# Integration by Substitution

1. Jan 28, 2007

### User Name

1. The problem statement, all variables and given/known data

Solve the differential equation.

dy/dx = 4x + 4x/square root of (16-x^2)

2. Relevant equations

Substituting using U...

3. The attempt at a solution

I'm not sure if that's what I am supposed to do, but I tried using the U substitution...

4x + 4x/square root of (16-x^2)
u = 16 - x^2
du = -2x
-2du = 4x (I multiplied both sides by 2 and brought the negative over)

-2 (integration sign [the S]) du + du/square root of u

Take the anti-derivative...

-2 x (u)^(-1/2) + C (changed square root into a power)

-2 x (16-x^2) + C

Unfortunately, that is not the answer they give me. I'm kinda stuck.. am I going in the right direction?

2. Jan 29, 2007

### morson

Everything fell apart right after you made the substitution. Stating that "du = -2x" is incorrect. Rather, du = -2x dx. Then, you find an expression for "dx", sub that in, and integrate with respect to u.
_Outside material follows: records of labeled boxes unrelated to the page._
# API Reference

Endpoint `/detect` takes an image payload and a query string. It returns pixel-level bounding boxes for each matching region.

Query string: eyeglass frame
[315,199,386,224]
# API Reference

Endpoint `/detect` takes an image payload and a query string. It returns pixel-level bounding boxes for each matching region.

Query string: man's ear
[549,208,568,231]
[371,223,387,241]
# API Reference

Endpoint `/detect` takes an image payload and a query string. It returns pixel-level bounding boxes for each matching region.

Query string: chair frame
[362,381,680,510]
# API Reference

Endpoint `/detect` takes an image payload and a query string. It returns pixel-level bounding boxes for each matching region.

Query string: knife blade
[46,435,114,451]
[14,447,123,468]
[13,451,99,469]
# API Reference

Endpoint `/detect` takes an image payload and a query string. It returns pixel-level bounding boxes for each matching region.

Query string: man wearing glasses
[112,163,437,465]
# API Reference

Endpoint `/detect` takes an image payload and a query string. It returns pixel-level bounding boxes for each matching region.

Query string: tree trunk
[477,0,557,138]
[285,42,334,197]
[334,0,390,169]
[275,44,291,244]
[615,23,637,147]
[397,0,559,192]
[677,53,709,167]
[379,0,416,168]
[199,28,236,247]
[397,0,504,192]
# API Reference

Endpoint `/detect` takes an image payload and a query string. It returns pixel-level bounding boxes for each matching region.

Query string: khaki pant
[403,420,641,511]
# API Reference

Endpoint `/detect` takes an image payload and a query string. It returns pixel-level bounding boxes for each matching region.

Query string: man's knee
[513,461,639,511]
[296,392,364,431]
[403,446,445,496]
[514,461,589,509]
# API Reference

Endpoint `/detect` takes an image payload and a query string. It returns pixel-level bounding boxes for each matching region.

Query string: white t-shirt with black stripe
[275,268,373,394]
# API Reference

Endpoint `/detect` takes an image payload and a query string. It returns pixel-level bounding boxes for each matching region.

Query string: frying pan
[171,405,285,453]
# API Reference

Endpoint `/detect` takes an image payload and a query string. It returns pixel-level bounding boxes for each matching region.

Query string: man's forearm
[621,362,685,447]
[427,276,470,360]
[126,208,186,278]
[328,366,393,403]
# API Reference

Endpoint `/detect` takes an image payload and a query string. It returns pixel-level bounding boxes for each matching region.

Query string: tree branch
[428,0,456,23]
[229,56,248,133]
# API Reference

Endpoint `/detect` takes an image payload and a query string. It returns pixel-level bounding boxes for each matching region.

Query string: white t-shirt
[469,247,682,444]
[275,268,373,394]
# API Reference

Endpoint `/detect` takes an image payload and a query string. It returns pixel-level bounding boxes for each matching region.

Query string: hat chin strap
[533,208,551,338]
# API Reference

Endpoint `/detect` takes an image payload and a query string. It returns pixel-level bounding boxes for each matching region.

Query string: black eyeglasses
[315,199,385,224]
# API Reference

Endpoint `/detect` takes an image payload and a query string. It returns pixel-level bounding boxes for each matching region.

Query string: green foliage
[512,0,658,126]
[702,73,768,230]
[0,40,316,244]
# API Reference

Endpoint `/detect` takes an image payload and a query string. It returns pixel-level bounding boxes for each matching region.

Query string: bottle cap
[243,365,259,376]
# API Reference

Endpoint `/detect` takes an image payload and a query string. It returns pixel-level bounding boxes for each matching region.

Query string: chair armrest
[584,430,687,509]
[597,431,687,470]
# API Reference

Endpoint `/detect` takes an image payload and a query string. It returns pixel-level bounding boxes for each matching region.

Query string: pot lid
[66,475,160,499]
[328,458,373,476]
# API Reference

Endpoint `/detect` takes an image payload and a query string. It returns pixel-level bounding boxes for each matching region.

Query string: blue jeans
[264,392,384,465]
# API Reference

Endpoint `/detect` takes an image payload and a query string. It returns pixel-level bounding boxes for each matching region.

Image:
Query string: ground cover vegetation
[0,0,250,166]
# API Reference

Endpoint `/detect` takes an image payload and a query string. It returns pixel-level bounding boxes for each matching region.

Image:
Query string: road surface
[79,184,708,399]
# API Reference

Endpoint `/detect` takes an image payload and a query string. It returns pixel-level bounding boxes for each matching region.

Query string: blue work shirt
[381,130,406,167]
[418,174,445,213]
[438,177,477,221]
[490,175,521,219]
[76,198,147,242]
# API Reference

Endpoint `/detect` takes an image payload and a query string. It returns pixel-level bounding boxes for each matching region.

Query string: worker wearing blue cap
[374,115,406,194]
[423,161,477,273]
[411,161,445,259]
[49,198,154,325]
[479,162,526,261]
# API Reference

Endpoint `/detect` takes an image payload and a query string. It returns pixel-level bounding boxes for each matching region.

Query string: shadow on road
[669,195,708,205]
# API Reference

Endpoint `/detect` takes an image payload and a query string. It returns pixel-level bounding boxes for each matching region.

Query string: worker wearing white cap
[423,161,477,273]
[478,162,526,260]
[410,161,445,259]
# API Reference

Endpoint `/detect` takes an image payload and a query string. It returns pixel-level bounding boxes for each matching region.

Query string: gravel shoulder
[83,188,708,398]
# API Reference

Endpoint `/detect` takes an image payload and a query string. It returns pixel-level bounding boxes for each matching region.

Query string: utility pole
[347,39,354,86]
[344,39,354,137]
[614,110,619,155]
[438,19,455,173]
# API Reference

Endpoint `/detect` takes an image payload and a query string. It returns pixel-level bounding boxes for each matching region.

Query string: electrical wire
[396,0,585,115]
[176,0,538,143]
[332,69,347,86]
Edit: It's easier to split the integral into a sum of two integrals, so it's the integral of 4x + the other integral.

Last edited: Jan 29, 2007
3. Jan 29, 2007

### Schrodinger's Dog

dy/dx = 4x + 4x/square root of (16-x^2)

I'd imagine that partial fractions would help here.

It would be alot easier, I'll have a play with it later. Time for work. Just a thought though.

$$\int 4x+=>$$

$$2x^2+C$$

$$\int \frac {4x}{\sqrt(16-x^2)}=>$$

Actually from here just substitute du from here.

Last edited: Jan 29, 2007
4. Jan 29, 2007

### HallsofIvy

Staff Emeritus
No, not partial fractions with that "x" in the numerator.

Let u= 16- x2. Then du= -2x dx so that -2du= 4xdx.